Study Guides / Radar Simulation

Section 4 of 7

Radar Simulation

Prevent moving targets from colliding by removing the fewest necessary, while a second part adds mental math you must answer without dropping the traffic.

What it measures

The ability to monitor moving information, project where targets are heading, and prioritize safety over a secondary task. It is widely reported as the most demanding section.

Reported format

  • Two parts, each commonly cited at 8 to 10 minutes. Numbered targets enter in waves and move across the screen.
  • Remove a target on a collision course by pressing its number on the numeric keypad.
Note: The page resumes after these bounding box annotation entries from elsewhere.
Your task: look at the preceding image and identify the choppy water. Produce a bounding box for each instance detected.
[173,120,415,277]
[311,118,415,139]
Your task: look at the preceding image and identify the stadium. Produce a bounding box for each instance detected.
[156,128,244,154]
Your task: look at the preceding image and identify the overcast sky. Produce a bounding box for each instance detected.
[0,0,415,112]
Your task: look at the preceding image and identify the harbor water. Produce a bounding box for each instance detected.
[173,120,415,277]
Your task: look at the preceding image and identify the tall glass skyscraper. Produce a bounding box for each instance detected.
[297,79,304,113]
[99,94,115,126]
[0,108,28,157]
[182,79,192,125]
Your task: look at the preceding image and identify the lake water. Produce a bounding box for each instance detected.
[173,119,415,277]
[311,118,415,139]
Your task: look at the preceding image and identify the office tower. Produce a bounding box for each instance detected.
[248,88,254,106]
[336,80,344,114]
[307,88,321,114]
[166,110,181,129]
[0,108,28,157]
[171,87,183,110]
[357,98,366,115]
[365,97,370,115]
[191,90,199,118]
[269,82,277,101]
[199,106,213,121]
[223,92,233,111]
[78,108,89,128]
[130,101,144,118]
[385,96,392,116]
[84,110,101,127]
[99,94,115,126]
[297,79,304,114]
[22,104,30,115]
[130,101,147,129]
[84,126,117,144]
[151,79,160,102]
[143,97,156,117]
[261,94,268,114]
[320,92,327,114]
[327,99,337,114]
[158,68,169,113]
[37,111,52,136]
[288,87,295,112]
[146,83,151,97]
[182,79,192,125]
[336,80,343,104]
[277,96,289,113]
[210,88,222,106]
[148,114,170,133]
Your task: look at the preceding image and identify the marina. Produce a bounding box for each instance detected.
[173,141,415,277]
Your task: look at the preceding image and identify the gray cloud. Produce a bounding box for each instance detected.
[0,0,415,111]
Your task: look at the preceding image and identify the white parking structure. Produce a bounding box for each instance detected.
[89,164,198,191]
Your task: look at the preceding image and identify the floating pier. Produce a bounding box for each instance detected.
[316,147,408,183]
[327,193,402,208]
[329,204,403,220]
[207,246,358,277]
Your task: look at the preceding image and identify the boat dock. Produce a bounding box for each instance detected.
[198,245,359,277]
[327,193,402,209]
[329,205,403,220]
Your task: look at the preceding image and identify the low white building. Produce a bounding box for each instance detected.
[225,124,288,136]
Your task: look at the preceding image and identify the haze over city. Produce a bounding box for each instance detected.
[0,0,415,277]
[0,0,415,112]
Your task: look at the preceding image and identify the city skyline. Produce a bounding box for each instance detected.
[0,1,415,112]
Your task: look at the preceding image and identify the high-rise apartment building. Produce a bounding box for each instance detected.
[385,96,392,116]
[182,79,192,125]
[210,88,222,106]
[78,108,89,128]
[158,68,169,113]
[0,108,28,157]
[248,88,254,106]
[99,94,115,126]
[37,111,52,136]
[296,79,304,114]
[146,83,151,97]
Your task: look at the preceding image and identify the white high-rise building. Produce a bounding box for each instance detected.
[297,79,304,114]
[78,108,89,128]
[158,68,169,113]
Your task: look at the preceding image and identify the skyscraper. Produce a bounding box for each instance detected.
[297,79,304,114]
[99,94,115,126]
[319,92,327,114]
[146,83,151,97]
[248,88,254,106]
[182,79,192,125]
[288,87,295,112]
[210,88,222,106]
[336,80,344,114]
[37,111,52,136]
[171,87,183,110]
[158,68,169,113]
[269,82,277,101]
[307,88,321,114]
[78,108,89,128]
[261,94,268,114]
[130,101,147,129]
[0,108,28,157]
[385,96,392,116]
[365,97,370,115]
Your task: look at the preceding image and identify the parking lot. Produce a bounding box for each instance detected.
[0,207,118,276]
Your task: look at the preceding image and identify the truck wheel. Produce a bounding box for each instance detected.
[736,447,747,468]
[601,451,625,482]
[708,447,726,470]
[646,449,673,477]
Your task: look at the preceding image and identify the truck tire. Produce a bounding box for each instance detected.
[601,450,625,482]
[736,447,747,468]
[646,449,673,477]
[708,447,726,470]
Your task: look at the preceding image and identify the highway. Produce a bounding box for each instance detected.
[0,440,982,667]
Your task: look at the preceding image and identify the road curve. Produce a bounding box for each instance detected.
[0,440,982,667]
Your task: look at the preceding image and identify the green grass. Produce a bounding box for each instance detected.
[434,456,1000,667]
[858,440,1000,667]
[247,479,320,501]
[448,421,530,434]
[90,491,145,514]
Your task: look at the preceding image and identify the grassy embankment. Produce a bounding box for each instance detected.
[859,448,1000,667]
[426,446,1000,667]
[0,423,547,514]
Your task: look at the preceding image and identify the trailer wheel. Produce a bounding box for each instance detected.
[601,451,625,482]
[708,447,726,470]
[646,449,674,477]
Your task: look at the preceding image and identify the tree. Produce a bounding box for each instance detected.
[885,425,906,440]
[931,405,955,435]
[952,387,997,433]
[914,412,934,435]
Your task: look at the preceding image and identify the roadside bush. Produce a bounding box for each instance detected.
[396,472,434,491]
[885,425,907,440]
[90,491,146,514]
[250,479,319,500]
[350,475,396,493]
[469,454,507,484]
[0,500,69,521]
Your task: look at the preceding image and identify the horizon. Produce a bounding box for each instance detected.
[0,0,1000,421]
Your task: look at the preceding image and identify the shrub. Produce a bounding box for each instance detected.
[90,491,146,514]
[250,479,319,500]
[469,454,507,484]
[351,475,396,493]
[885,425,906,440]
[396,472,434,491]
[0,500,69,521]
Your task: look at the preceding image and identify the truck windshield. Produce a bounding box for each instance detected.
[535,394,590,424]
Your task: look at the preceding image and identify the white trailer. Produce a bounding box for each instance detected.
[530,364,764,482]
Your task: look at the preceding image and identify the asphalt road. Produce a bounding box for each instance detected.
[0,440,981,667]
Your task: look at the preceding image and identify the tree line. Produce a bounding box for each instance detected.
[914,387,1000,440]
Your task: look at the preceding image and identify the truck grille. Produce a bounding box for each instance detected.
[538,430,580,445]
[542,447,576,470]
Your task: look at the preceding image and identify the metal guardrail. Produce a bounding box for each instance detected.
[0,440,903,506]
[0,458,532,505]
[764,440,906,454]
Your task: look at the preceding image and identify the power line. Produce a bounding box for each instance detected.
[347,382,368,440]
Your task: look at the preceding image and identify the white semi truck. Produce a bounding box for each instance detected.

The aim is zero collisions using the fewest removals.
  • A zero key signals that no collision will occur. Whether it applies only to waves that spawn conflict-free, or to any wave once you have resolved its conflicts, is genuinely disputed.
  • In Part 2, arithmetic appears below the radar and is answered with A, S, D, or F. Preventing collisions takes priority over the math.

Disputed or unconfirmed

  • The exact zero-key rule.
  • The precise difficulty curve, target speeds, and how feedback is shown at the moment of a collision.

How to practice

Scan for converging pairs rather than reacting to individual dots, and remove one target from a colliding pair rather than both. Treat the math as the thing you drop first when traffic is heavy. Practice both zero-key interpretations so the rule does not surprise you.

How this tool handles it

  • Scoring computes the true minimum number of removals needed for each wave and rates your efficiency against it, rather than only counting saves.
  • Both zero-key interpretations are selectable, and the arithmetic runs harder and in larger digits than lightweight practice math.
  • A seed reproduces an exact session, and the physics run on a fixed timestep so behavior does not change with your monitor's refresh rate.

Sources

  • Pearson VUE (FAA ATSA page). Administration vendor. Source for the 2-hour-49-minute active ceiling plus up to 30 minutes of breaks, the three-year result validity, invitation-only access, the three result categories, and the FAA's statement that it endorses no practice test.
  • DOT Office of Inspector General, report AV2023011 (Jan 2023). Reviewed how the FAA developed and validated the ATSA, including the selection of 7 of 15 candidate assessments and the use of scoring bands.
  • U.S. GAO report on the ATSA (2026). Reported that the FAA plans a new version of the ATSA and examined validation of the skills assessment.
  • FAA hiring-reform announcements (2024-2025). Streamlined the controller hiring process, raised FAA Academy pay, prioritized higher scorers, and removed the earlier biographical assessment.
  • Candidate and preparation-community reports. First-hand descriptions of task mechanics. Useful for format but unofficial and sometimes inconsistent.
Candidate reports are first-hand but unofficial and can conflict. Where sources disagree, the disputed item is left configurable in the matching practice module rather than fixed to one guess.